Wayland schools to pay for 2 traffic intersection devices

Wayland Union School District officials plan to deal with a couple of traffic issues this summer after receiving a number of citizens’ complaints.

Superintendent Tim Reeves said a couple of devices with strobe incubated light systems will be installed at the corner of East Superior Street and the high school entrance and at the corner further east at East Superior and Wildcat Drive, the entrance to Wayland Middle School. Both sites will have a crosswalk button.

Reeves said he had been in talks with the City of Wayland and with the Gun Lake Casino to help pay for the devices, but both declined to get involved.

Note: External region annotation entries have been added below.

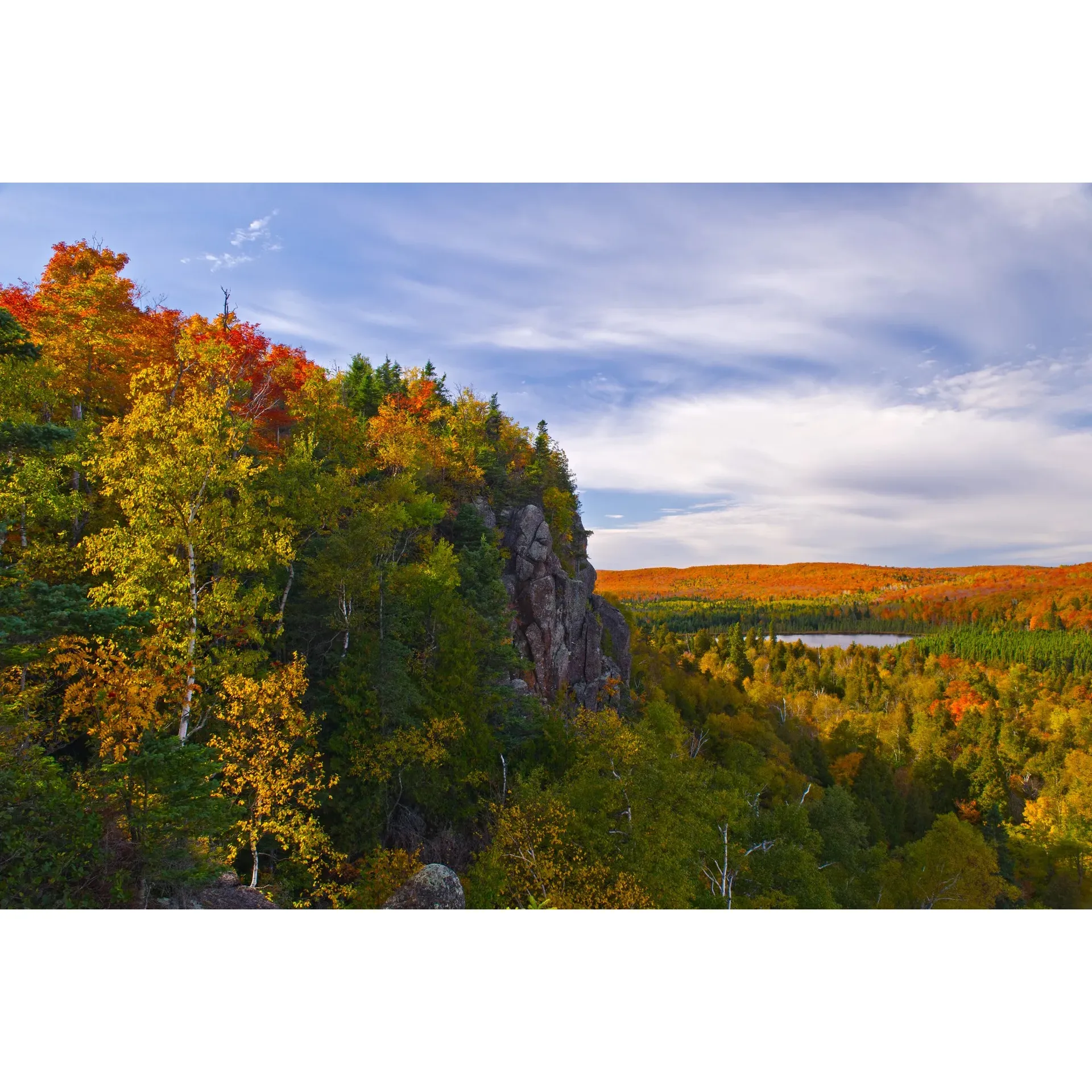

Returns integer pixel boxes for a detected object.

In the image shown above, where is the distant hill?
[598,562,1092,631]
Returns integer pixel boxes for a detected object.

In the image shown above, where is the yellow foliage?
[215,656,348,904]
[53,636,177,762]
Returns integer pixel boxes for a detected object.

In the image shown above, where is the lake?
[777,634,913,648]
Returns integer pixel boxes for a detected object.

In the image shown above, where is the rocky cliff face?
[493,501,630,710]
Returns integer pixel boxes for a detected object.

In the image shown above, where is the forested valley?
[0,241,1092,908]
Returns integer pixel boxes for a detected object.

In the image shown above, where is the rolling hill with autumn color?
[598,562,1092,631]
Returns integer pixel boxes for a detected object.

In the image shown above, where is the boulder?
[383,865,466,909]
[196,871,278,909]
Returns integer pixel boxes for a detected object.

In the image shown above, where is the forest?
[0,241,1092,908]
[599,562,1092,634]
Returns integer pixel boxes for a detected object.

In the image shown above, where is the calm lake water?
[777,634,911,648]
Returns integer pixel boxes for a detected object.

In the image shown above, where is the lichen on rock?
[383,865,466,909]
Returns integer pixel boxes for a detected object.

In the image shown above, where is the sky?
[0,184,1092,569]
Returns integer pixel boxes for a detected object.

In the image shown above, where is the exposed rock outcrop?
[197,871,278,909]
[383,865,466,909]
[495,504,630,710]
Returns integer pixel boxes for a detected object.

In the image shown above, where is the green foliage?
[0,748,106,909]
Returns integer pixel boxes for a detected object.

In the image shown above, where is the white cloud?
[231,212,280,250]
[202,254,253,272]
[559,365,1092,568]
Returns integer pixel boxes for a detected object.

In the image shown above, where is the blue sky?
[0,184,1092,568]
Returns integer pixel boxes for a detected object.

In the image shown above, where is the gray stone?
[527,539,549,561]
[383,865,466,909]
[501,504,630,709]
[592,595,632,682]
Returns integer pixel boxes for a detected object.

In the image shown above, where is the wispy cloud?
[181,209,280,273]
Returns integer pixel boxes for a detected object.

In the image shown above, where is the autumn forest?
[0,241,1092,908]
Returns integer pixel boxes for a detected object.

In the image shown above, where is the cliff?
[489,501,631,710]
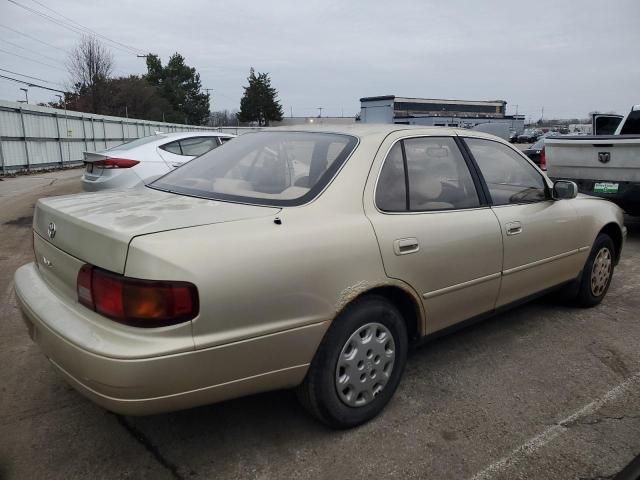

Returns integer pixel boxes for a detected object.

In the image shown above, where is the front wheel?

So the district will be going it alone.

Reeves estimated the cost of the two devices will be $60,000.

He noted the possibility the city and Gun Lake Tribe may help sometime later, but declared, “We don’t want to wait, we want to move forward on this project.”

The superintendent said, “With respect to the traffic devices and Gun Lake Tribe’s help with finding funding, we have actually worked with their Grants, Planning & Management team to see if they were able to assist us with finding grants to jointly apply for funding for these devices. 

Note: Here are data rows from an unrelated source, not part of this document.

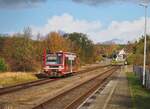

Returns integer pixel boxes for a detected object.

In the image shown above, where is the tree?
[0,58,7,72]
[45,32,70,52]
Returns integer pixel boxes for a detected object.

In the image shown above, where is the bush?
[0,58,7,72]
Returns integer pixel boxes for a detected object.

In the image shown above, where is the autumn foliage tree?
[44,32,70,52]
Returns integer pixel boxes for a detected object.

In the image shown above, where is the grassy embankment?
[127,73,150,109]
[0,72,37,87]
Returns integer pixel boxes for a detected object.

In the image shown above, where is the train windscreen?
[46,54,62,65]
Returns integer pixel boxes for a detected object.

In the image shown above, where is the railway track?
[0,65,110,95]
[33,67,119,109]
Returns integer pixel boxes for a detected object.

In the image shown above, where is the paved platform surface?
[88,67,132,109]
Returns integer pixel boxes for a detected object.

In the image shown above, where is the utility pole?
[140,4,148,86]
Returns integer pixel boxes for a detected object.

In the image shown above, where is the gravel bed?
[36,67,116,109]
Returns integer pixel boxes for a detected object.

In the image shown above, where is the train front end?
[43,52,64,77]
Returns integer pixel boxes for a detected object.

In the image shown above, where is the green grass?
[0,72,38,87]
[127,72,150,109]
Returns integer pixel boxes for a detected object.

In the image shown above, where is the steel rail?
[33,67,118,109]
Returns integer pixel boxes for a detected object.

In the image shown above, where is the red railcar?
[43,50,77,77]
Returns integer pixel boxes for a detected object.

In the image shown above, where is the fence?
[133,65,150,89]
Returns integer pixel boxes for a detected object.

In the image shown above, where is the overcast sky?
[0,0,150,42]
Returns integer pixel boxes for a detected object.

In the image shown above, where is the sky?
[0,0,150,43]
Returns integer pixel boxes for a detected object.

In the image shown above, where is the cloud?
[31,14,150,42]
[72,0,150,6]
[31,14,101,35]
[0,0,46,8]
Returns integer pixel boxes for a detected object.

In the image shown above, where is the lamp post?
[140,4,148,86]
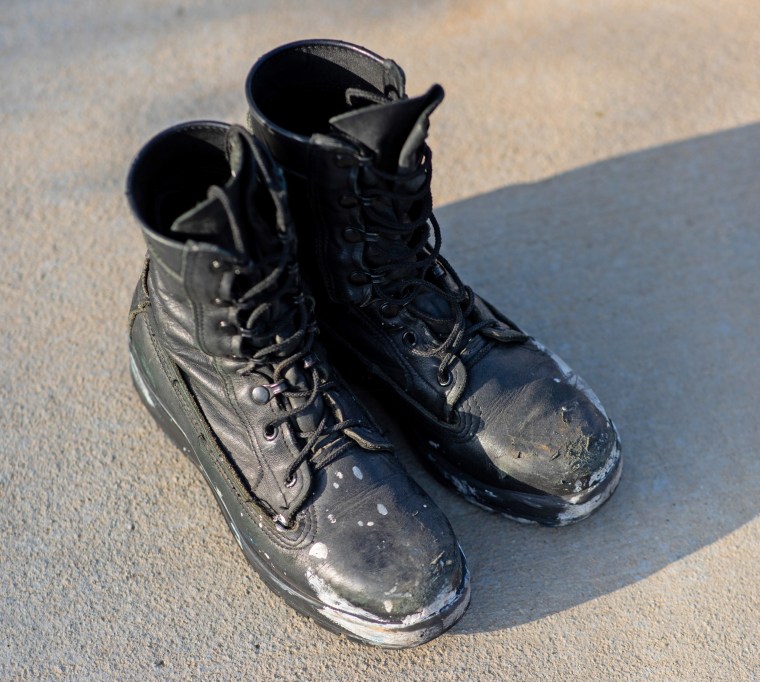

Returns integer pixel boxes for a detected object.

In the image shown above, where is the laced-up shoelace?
[359,145,504,385]
[209,141,361,484]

“Their team was able to find a couple grants that might work for these traffic control systems such as, COPS School Violence Prevention Program (SVPP) Grant or Safe Routes to School Programs.  That said, these grants take people power to work through, operate around annual cycles for application acceptance, and generally offer a partial funding, something the GLT staff did not have capacity to help us with this year, and something we did not want to wait any longer to address.

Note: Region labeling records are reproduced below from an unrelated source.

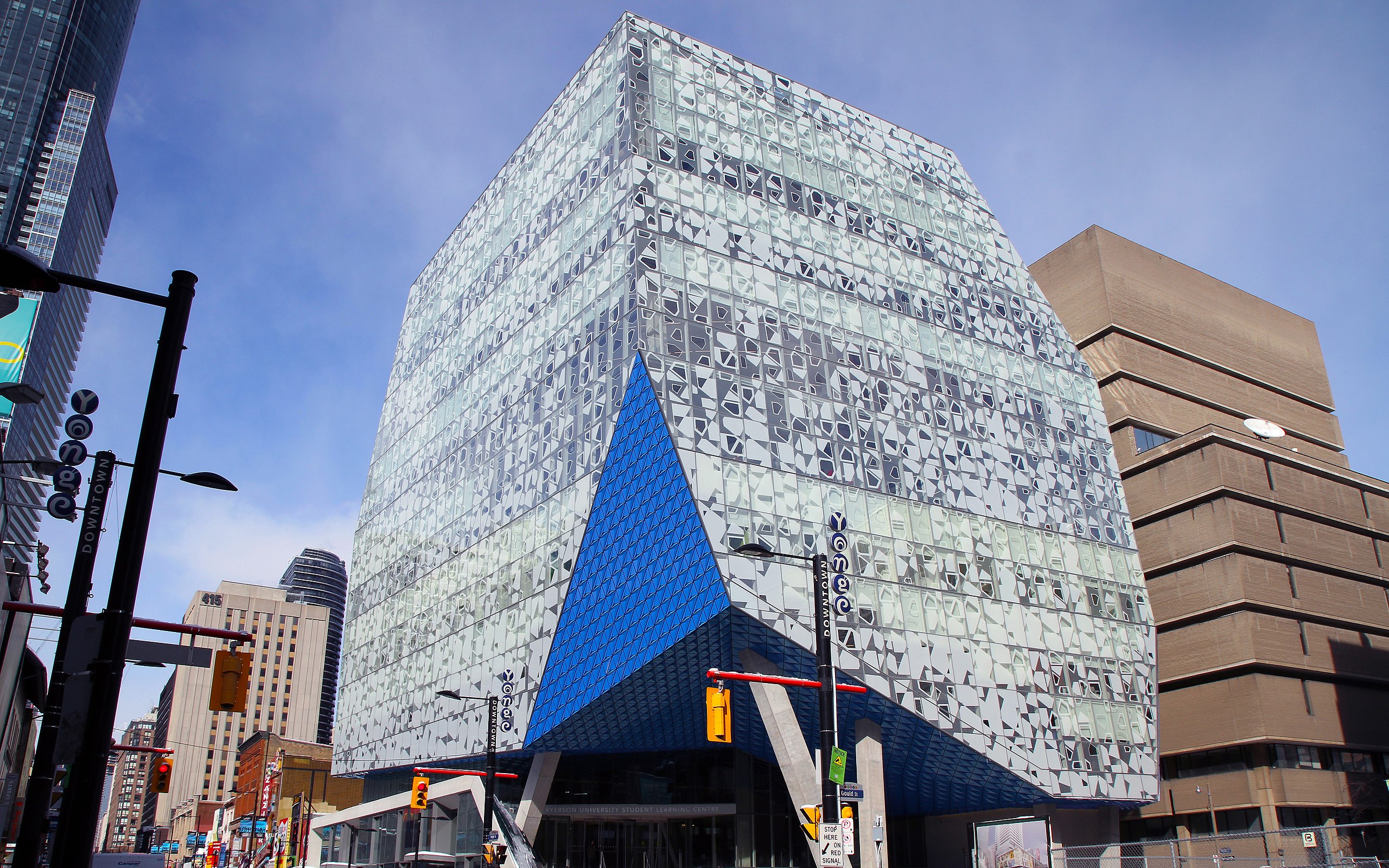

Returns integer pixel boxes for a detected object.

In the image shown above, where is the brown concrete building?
[228,732,362,863]
[101,712,157,853]
[1031,226,1389,840]
[150,582,329,826]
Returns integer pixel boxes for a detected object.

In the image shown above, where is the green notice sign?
[829,747,849,783]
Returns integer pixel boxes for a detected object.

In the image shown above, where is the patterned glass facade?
[336,14,1157,809]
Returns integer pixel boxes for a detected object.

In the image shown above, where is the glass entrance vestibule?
[535,815,737,868]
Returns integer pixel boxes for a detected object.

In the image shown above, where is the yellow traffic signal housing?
[704,687,734,744]
[207,652,251,714]
[150,757,174,793]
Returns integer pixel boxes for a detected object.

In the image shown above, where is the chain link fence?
[1052,822,1389,868]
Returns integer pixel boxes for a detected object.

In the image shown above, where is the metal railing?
[1052,822,1389,868]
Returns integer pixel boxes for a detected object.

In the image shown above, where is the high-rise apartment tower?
[0,0,139,777]
[101,711,157,853]
[0,0,139,547]
[279,548,347,744]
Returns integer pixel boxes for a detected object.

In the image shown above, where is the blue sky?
[27,0,1389,724]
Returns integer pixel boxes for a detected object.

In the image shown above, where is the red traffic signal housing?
[150,757,174,793]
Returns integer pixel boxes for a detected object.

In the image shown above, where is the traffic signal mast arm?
[415,765,521,779]
[0,600,251,642]
[705,669,868,693]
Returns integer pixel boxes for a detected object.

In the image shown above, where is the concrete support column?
[517,750,560,841]
[854,718,892,868]
[739,649,819,865]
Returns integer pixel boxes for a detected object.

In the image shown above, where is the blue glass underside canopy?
[526,357,729,746]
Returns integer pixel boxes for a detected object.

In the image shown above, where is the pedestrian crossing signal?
[704,686,734,744]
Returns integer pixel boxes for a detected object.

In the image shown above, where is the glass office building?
[336,14,1157,865]
[0,0,139,561]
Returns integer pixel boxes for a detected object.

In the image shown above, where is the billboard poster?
[0,298,39,418]
[974,816,1052,868]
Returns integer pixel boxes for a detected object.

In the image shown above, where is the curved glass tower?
[279,548,347,744]
[336,15,1157,839]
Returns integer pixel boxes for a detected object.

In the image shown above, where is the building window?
[1133,425,1173,454]
[1119,816,1176,843]
[1163,746,1254,781]
[1329,750,1377,774]
[1278,808,1325,829]
[1274,744,1327,767]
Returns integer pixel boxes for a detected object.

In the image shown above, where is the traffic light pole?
[12,451,115,868]
[482,696,497,844]
[50,271,197,865]
[811,554,839,824]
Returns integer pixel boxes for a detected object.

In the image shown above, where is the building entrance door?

“In the end, the district would be using our public improvement funds to purchase these traffic devices for the district. Our public improvement funds are part of the funds we receive semi-annually from the Gun Lake Tribe as tax in lieu funds.”

Motorists and pedestrians alike have complained about traffic bottlenecks, particularly early in the morning and early afternoon when students are coming to and going from school.

School board members also had a lengthy discussion about NEOLA policies governing teachers or staff members assisting students with abortion services.

Reeves said a Republican-dominated state legislature in 2017 passed a law forbidding any school officials to help students with abortion services without the knowledge of parents. However, the Democratic-dominated legislaure in the past year insisted that law be rescinded.

Sp the school board had a policy discussion for the local level.

“Board Treasurer Pete Zonderbvan said, “”We don’t want to be involved in that conversation… It’s up to the students and their parents.”

Board Trustee Jeff Koon echoed, “We shouldn’t get involved in any medical decisions without the input of parents. That’s not in our lane.”

However, Reeves said, “In my 26 years (in education), I’ve never heard of this (situation) happening.”

In other business at Monday evening’s meeting, the board:

  • Was given a presentation by eight student members of the Wayland High School robotics team #6090 about their trip to the worlds competition in Houston and they brought along their device they had in the contests.
  • Was told that participation in high school athletics has increased, but at the same time it has dropped for extra-curricular activities and missile school sports. Board member Becky Honk said she wondered if the all-too-common and almost universal troubles getting school bus drivers has had an impact.
  • Approved the expenditure of $61,344 for purchase of new flooring for the middle school cafeteria.
  • Agreed to renew the contract with Corewell for athletic trainer services for $30,000 next year, $35,000 in 2025-26 and $40,000 for 2026-27.